978PCORRELATION OF PHARMACOKINETICS OF 6MP AND ITS METABOLITES WITH HAEMATOLOGICAL TOXICITY: STEP TOWARDS DEVELOPMENT OF PHARMACOKINETICS BASED MODEL FOR OPTIMAL 6 MP DOSING IN ADULT ALL

ABSTRACT Aim: Dosing of 6MP has remained empirical in acute lymphoblastic leukemia (ALL) with leucocyte count and thiopurine methyl transferase (TPMT) being the main determinants. However, TPMT alone cannot predict for marked inter-individual differences. In our experience, adult ALL patients tolerate standard 6- MP doses poorly, resulting in frequent dose interruptions or subtherapeutic doses. To address this issue we are conducting a study to develop pharmacokinetic model (PK) for optimal 6 MP dosing. Herein we report the preliminary data for correlationof PK parameters of 6 MP and its metabolites with toxicity (dose interruptions and dose reduction). Methods: Adult ALL patients (18 years or more) who were receiving 6 MP during interim maintenance (IM)or maintenance (M) phase of MCP841 protocol were enrolled after informed consent. Plasma samples were collected on day 1 for measuring 6-mercaptopurine levels using HPLC. TPMT activity was calculated by measuring 6-mMP (6-methylmercaptopurine) and 6-methyl thioguanine nucleotides (6-mTGN) levels in erythrocytes on day 1.Levels for 6-mMP and 6-TGN were also measured in erythrocytes using HPLC on day 8 and day 22 of the IM and on day 1 of M phase upto 6 months post enrollment.

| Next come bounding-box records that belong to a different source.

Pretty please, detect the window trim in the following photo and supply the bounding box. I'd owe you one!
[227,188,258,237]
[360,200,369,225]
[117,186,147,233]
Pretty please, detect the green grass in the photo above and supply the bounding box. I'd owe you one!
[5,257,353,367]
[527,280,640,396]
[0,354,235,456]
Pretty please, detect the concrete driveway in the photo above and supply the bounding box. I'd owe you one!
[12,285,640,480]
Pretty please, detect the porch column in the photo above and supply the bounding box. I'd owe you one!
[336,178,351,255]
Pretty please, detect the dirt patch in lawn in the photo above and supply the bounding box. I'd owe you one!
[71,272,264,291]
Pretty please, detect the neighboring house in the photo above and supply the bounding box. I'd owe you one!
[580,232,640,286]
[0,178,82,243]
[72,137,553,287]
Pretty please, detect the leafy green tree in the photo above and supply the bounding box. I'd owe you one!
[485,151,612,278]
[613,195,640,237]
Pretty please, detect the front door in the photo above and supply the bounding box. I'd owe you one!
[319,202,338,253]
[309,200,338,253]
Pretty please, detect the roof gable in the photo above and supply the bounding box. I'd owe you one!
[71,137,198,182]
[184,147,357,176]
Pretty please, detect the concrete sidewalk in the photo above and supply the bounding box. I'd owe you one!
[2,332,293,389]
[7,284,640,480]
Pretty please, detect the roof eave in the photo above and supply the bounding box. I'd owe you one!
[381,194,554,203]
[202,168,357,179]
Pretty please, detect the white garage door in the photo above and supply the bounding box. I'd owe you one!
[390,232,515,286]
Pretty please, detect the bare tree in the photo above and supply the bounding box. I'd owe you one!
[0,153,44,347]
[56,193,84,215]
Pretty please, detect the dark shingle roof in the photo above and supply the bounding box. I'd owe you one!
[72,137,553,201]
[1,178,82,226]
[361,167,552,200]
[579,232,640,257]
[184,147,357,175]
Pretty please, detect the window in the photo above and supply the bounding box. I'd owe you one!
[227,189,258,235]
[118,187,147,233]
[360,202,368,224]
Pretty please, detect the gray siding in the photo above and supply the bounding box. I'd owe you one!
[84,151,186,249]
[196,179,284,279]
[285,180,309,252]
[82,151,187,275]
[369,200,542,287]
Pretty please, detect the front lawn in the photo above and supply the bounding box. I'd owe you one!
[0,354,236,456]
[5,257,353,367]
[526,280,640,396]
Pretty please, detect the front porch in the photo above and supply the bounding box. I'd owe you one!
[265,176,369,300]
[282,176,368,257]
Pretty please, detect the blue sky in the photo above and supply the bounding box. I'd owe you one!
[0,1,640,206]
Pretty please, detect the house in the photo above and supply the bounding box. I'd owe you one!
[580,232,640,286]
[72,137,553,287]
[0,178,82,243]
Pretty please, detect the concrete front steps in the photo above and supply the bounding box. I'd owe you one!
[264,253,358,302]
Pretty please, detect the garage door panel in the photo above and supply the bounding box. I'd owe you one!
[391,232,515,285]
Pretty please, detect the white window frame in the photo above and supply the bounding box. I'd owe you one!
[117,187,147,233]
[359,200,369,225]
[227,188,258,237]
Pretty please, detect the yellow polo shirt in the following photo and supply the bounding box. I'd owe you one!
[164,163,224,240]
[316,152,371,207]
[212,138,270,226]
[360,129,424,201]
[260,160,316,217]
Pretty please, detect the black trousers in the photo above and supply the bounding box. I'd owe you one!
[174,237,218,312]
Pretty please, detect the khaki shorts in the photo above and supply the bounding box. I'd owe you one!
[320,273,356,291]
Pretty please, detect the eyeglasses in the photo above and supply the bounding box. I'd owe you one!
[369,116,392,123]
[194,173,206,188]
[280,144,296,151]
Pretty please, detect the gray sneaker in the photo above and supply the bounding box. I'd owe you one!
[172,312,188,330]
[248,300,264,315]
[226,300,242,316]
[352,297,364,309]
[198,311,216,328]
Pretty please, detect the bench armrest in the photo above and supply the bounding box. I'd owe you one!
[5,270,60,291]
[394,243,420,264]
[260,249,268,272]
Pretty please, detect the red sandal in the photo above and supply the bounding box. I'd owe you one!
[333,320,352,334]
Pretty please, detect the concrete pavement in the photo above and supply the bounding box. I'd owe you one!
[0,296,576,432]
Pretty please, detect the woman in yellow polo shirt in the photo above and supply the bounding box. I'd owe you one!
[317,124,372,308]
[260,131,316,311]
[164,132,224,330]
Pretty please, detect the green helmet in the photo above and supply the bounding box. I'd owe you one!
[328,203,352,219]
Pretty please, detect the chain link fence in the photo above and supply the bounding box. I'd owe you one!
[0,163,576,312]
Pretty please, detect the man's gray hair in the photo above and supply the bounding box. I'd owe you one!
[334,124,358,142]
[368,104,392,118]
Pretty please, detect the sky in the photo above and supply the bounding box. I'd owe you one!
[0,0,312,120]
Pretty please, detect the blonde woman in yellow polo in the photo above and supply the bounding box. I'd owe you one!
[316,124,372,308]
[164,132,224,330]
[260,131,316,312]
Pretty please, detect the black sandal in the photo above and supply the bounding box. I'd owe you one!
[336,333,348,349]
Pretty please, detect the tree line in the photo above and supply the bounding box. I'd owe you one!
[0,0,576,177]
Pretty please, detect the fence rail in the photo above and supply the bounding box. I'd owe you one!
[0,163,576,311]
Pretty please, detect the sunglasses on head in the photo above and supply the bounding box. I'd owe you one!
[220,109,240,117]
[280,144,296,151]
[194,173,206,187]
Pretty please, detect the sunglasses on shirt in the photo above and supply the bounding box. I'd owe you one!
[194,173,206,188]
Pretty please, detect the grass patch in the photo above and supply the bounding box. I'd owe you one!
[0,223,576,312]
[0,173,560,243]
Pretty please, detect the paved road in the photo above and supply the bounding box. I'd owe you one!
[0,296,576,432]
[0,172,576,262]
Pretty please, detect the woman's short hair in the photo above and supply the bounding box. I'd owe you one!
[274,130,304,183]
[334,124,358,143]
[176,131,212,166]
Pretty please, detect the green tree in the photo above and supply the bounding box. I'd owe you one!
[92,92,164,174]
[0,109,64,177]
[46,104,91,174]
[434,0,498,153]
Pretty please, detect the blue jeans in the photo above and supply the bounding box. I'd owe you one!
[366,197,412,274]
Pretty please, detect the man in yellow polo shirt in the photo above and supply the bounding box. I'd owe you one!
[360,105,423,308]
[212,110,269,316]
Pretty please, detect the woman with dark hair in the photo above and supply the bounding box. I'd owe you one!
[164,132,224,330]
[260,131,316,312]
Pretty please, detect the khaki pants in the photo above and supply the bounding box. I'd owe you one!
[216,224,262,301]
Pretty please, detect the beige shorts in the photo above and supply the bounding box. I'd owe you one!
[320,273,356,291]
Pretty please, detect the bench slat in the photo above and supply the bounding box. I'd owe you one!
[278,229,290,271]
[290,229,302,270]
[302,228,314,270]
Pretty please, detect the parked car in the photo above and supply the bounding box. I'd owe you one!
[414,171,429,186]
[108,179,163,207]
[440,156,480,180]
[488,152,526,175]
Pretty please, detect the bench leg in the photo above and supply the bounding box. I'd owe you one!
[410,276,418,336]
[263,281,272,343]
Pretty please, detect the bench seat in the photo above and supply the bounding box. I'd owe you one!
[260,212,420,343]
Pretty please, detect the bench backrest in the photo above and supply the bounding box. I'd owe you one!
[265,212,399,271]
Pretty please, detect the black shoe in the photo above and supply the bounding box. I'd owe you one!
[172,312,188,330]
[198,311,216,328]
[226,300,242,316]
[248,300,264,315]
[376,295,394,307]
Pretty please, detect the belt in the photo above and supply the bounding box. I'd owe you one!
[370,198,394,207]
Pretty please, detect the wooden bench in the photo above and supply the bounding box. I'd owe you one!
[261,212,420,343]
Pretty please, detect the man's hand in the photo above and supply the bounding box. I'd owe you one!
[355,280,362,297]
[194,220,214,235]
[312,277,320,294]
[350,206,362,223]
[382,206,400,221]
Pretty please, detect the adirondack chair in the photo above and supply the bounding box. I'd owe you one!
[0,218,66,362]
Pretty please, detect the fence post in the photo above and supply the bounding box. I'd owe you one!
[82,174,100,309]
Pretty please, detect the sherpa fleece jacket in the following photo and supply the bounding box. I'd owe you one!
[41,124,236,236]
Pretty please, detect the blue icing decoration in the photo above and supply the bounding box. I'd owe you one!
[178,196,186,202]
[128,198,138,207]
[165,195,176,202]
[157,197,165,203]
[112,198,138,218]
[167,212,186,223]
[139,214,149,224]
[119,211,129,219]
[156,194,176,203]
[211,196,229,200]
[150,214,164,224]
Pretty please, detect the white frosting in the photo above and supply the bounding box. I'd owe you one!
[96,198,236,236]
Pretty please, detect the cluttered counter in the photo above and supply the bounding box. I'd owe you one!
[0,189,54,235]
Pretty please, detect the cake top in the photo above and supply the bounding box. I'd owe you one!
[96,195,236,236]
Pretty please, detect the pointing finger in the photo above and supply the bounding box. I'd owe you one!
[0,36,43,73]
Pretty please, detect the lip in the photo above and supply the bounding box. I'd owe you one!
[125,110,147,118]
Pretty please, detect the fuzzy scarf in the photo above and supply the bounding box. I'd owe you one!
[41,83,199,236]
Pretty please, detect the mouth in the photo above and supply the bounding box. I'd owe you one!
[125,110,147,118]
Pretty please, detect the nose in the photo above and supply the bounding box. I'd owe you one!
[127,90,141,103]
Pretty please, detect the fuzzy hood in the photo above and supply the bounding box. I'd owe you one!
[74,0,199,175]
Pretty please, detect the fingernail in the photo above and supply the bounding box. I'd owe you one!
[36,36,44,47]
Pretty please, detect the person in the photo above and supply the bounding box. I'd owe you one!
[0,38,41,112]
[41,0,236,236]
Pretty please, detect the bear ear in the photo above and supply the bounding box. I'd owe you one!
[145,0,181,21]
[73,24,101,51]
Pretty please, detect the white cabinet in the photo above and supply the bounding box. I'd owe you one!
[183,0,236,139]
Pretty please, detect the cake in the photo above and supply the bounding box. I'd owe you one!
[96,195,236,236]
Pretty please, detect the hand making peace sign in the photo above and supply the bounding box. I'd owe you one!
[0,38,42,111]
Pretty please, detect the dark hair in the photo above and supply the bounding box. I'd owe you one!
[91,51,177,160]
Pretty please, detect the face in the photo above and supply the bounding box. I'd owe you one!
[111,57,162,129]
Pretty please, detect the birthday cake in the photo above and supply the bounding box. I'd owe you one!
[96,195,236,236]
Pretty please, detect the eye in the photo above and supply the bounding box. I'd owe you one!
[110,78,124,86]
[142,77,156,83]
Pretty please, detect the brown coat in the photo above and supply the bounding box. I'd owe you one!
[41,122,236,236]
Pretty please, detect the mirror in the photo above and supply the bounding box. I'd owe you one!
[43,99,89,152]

Statistical analysis was performed with receiver operating characteristic curve to assess the discrimination potential of level of 6-mp, 6-mMP (day 8 and day 22), 6-TGN (day 8 and day 22), 6-mMP and 6-mTGN levels (day 1-IM) for toxicity. Mean AUC has been compared for the above parameters using Mann-Whitney test. Binomial logistic regression was performed to assess correlation of various covariates with the toxicity. Results: 29 patients (males-24, females-5) with median age of 28 years (range,16-50) were enrolled.14 patients experienced dose interruptions (median-1, range1-2)) and 10 required dose reduction due to grade 4 cytopenias. OnDay 22 levels, a concentration of 0.315 ug/ml for 6-mMP (AUC = 0.73, p = 0.2) and 0.17 ug/ml for 6-TGN (AUC = 0.92,p value =0.01)in erythrocytes could successfully discriminate between patients who suffered from toxicity. Day 8 levels were not discriminatory. Hemoglobin (p= 0.05) and TPMT activity (p = 0.08) were found to be significant covariates for toxicity. Conclusions: Preliminary data does suggest the value of PK variables on 6 MP toxicity. Disclosure: All authors have declared no conflicts of interest.